Menjelang lengsernya Soeharto ini kondisi Indonesia memanas. Demo mahasiswa terjadi di mana-mana. Puncaknya pada 12 Mei 1998, empat mahasiswa Universitas Trisakti tewas saat demo di depan kampusnya.

Mereka menggelar aksi menuntut Presiden Soeharto turun dari jabatannya.

Peristiwa Trisakti itu pun menimbulkan kemarahan di mana-mana. Suasana Jakarta porak poranda. Jalanan diblokade militer, pasar-pasar dibakar, hingga terjadi penjarahan di pusat perbelanjaan.

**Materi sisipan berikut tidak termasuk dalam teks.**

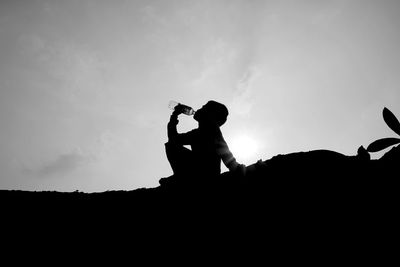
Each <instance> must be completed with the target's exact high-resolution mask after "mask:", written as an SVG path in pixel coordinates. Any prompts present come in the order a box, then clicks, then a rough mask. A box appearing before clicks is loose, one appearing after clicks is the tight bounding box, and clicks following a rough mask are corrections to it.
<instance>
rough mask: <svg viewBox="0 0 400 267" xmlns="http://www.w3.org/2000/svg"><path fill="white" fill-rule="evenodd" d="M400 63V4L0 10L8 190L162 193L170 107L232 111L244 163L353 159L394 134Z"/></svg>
mask: <svg viewBox="0 0 400 267" xmlns="http://www.w3.org/2000/svg"><path fill="white" fill-rule="evenodd" d="M399 52H400V1H384V0H376V1H368V0H353V1H352V0H343V1H321V0H314V1H300V0H299V1H267V0H265V1H234V0H232V1H217V0H212V1H211V0H210V1H188V0H185V1H167V0H166V1H84V0H81V1H75V0H68V1H67V0H65V1H52V0H49V1H40V0H25V1H23V0H18V1H15V0H9V1H7V0H0V125H1V130H0V170H1V172H0V189H21V190H57V191H73V190H81V191H86V192H93V191H105V190H132V189H135V188H138V187H153V186H157V185H158V180H159V179H160V178H161V177H167V176H169V175H171V173H172V171H171V169H170V167H169V165H168V162H167V159H166V157H165V153H164V143H165V142H166V123H167V122H168V119H169V115H170V110H168V109H167V105H168V101H169V100H177V101H181V102H183V103H186V104H188V105H191V106H193V107H194V108H195V109H196V108H199V107H201V106H202V105H203V104H204V103H206V102H207V101H208V100H210V99H214V100H217V101H220V102H222V103H224V104H226V105H227V106H228V108H229V109H230V116H229V118H228V122H227V124H226V125H224V126H223V127H222V131H223V133H224V135H225V137H226V140H227V141H228V145H229V142H230V141H232V140H234V139H235V138H237V137H238V136H239V137H240V136H243V135H246V136H250V137H251V138H253V139H254V141H255V142H256V143H257V144H258V145H259V147H258V149H257V151H256V153H255V154H254V155H253V156H252V157H250V158H246V159H243V163H246V164H251V163H253V162H255V161H256V160H257V159H263V160H266V159H269V158H271V157H272V156H274V155H277V154H283V153H289V152H296V151H307V150H312V149H320V148H324V149H331V150H335V151H338V152H341V153H344V154H348V155H353V154H355V153H356V151H357V148H358V147H359V146H360V145H364V146H367V145H368V144H369V143H371V142H372V141H374V140H375V139H377V138H382V137H395V134H394V133H392V132H391V130H390V129H389V128H388V127H387V126H386V125H385V123H384V122H383V119H382V115H381V112H382V109H383V107H385V106H386V107H388V108H389V109H390V110H391V111H393V113H395V114H396V115H397V117H400V107H399V103H400V75H399V73H400V53H399ZM196 126H197V125H196V123H195V122H194V121H193V120H192V119H191V118H189V117H186V118H182V119H181V125H180V126H179V127H180V128H179V129H180V131H186V130H190V129H191V128H194V127H196ZM235 156H236V157H237V158H238V159H240V155H235Z"/></svg>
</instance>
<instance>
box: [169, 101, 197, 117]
mask: <svg viewBox="0 0 400 267" xmlns="http://www.w3.org/2000/svg"><path fill="white" fill-rule="evenodd" d="M178 105H180V106H179V107H180V108H181V109H182V113H183V114H185V115H188V116H191V115H193V114H194V113H195V111H194V109H193V108H191V107H189V106H186V105H183V104H181V103H178V102H176V101H173V100H171V101H169V104H168V107H169V108H170V109H172V110H175V107H176V106H178Z"/></svg>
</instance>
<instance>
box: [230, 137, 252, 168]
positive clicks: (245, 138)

Mahasiswa pun berbondong-bondong menguasai Gedung DPR Senayan, Jakarta, pada 18 Mei 2021. Puluhan ribu mahasiswa dari berbagai universitas berhasil menguasai gedung Parlemen.

Tak hanya mahasiswa, sejumlah ormas hingga tokoh masyarakat pun hadir menyuarakan hal yang sama. Mereka mendesak agar MPR segera menggelar sidang istimewa agar krisis ekonomi dan politik segera teratasi.

Namun, aksi mahasiswa itu justru ditanggapi Soeharto dengan berencana membentuk Komite Reformasi.

Dalam buku "Detik-detik yang Menentukan: Jalan Panjang Indonesia Menuju Demokrasi", diebutkan saat itu Soeharto mengundang sembilan tokoh ke Istana Merdeka. Mereka adalah Abdurrahman Wahid, Emha Ainun Nadjib, Nucholish Madjid, Ali Yafie, Malik Fadjar, Cholil Baidowi, Sumarsono, Achmad Bagdja, dan Ma'ruf Amin.

Permintaan Soeharto ditolak sembilan tokoh tersebut.